抗うつ薬の作用機序、効果、副作用

うつ病とは通常の日常生活が行えないほどの感情の落ち込みを呈する疾患であり、不眠や食欲低下、体重減少などのさまざまな身体的症状を伴う疾患です。抗うつ薬は、うつ病、あるいは躁うつ病(双極性障害)で見られるうつ症状を治療するために作られた薬です。

三環系抗うつ薬

抗うつ薬の作用機序
三環系抗うつ薬はノルアドレナリンおよびセロトニンの神経終末への再取り込みをブロックする薬である。その結果、受容体に対するノルアドレナリンやセロトニンの量が増加し、ムードの改善や精神運動の活性化を引き起こす。

また別の理由として、モノアミンの受容体への結合阻害が長く続くと、シナプス前膜の受容体の脱感作が起こるため、そのネガティブフィードバックとして、ノルアドレナリンやセロトニンの代謝回転がアップするからと言われることもある。この考え方のほうが三環系抗うつ薬の作用の出方にある程度の時間を要することを説明しやすい。

三環系抗うつ薬の種類にはイミプラミンやデシプラミン、アミトリプチン(トフラニール)がある。イミプラミンは効果の発現に数週間かかることもある。

三環系抗うつ薬の副作用には以下が挙げられる。

  • 抗コリン作用:口渇、便秘、尿閉、不整脈
  • 起立性低血圧:抗α1受容体を同時に阻害するため、立位で反応性の血管収縮が起こりにくくなる。
  • 眠気:脳賦活作用を持つヒスタミンとH1受容体との結合を競合的に阻害するためと考えられる。

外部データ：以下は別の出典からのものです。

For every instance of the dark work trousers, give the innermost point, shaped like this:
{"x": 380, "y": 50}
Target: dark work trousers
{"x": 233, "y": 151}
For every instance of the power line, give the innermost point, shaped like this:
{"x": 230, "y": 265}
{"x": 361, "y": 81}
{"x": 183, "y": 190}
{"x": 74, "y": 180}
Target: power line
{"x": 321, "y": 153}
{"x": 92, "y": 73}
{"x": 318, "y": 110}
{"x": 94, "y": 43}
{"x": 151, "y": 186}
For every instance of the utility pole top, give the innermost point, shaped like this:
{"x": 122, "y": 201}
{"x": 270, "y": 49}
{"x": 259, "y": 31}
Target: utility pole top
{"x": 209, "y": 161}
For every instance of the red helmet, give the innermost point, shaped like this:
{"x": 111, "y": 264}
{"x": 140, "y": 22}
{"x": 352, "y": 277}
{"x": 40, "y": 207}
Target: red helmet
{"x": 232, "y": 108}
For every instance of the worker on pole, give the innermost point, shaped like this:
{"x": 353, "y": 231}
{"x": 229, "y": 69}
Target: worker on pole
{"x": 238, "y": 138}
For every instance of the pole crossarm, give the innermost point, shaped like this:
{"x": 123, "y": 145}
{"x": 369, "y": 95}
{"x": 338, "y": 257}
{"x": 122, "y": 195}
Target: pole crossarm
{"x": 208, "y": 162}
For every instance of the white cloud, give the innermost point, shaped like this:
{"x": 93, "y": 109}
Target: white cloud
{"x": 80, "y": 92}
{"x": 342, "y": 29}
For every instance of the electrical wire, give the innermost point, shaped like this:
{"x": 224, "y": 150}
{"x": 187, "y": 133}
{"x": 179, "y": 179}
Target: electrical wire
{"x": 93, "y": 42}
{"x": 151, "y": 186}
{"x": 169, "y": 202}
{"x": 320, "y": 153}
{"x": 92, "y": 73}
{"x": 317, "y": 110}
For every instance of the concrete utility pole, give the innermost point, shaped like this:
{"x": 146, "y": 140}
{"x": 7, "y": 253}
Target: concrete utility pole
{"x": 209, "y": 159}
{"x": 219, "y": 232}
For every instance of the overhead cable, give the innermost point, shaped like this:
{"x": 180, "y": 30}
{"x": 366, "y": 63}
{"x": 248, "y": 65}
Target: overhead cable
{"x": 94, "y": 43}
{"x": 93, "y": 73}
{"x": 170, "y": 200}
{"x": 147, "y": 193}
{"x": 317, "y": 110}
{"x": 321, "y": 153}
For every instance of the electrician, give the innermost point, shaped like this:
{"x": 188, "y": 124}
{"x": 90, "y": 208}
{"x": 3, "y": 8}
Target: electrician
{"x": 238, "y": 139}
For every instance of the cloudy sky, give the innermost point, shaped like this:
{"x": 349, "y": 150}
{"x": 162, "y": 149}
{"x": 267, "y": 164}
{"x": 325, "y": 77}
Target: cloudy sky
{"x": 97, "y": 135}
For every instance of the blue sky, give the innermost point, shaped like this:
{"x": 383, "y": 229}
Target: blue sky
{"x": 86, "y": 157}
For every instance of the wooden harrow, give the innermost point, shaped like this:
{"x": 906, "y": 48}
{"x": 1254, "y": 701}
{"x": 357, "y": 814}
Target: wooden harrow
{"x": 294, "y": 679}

抗うつ薬は健常人に対して投与しても中枢神経症状を示すようなことはなく、テンションが特別上がるわけでもない。イミプラミンは膀胱内括約筋を収縮させるため、小児の夜尿症の改善に用いられることがかつてあった。

四環系抗うつ薬

三環系抗うつ薬の副作用である自律神経症状を抑えるために開発された薬であり、抗コリン作用などは三環系に比べて確かに弱い。作用機序はシナプス前膜にあるノルアドレナリンの再取り込みを選択的に抑制することでその効果を発揮する。

四環系抗うつ薬の種類にはマプロチリン(ルジオミール)、ミアンセリン(テトラミド)、アモキサピン(アモキサン)などがある。

選択的セロトニン再取り込み阻害薬(SSRI)

神経終末のセロトニンのみの再取り込みをブロックするため、三環系抗うつ薬の副作用である抗コリン作用、抗α1作用、抗ヒスタミン作用を克服している。SSRIの種類にはフルボキサミン(ルボックス)やフルオキセチン(プロザック)、パロキセチン(パキセル)などがある。

三環系抗うつ薬やMAO阻害薬に加えると重大な副作用は少ないと考えられるが、睡眠障害や性機能障害、消化器症状をきたす可能性は十分ある。

ノルアドレナリン/セロトニン再取り込み阻害薬(SNRI)

神経終末のノルアドレナリンとセロトニンの再取り込みを阻害する薬であり、SSRIに効果が見られない患者に投与される。SNRIの種類にはベンラファキシン(イフェクサー)、デュロキセチン(サインバルタ)、ミルナシプラン(トレドミン)などがある。

モノアミン酸化酵素阻害薬(MAOI)

モノアミンオキシダーゼ(MAO)は中枢神経系ニューロンに作用するモノアミンの分解を促す酵素である。MAO阻害薬はこの酵素を不可逆的に不活化し、神経伝達物質の分解を阻害することで抗うつ効果を発揮する。なお、現在日本では抗うつ薬としての使用はほぼ行われておらず、パーキンソン病の治療薬としてL-DOPAで不十分な時に用いられている。

MAO阻害薬の種類にはセレギリン(エフピー)、フェネルジン、ラサジリン、トラニルシプロミンなどがある。MAO阻害薬の服用に際しては、チーズや肉、アンチョビ、赤ワインなどの食品制限が必要となる。なぜならこれらの食品に含まれるチアミンの分解がMAOの阻害によって行われず、その結果チラミンのカテコラミン促進作用によって、高血圧や不整脈などのいわゆる高血圧クリーゼを引き起こすからである。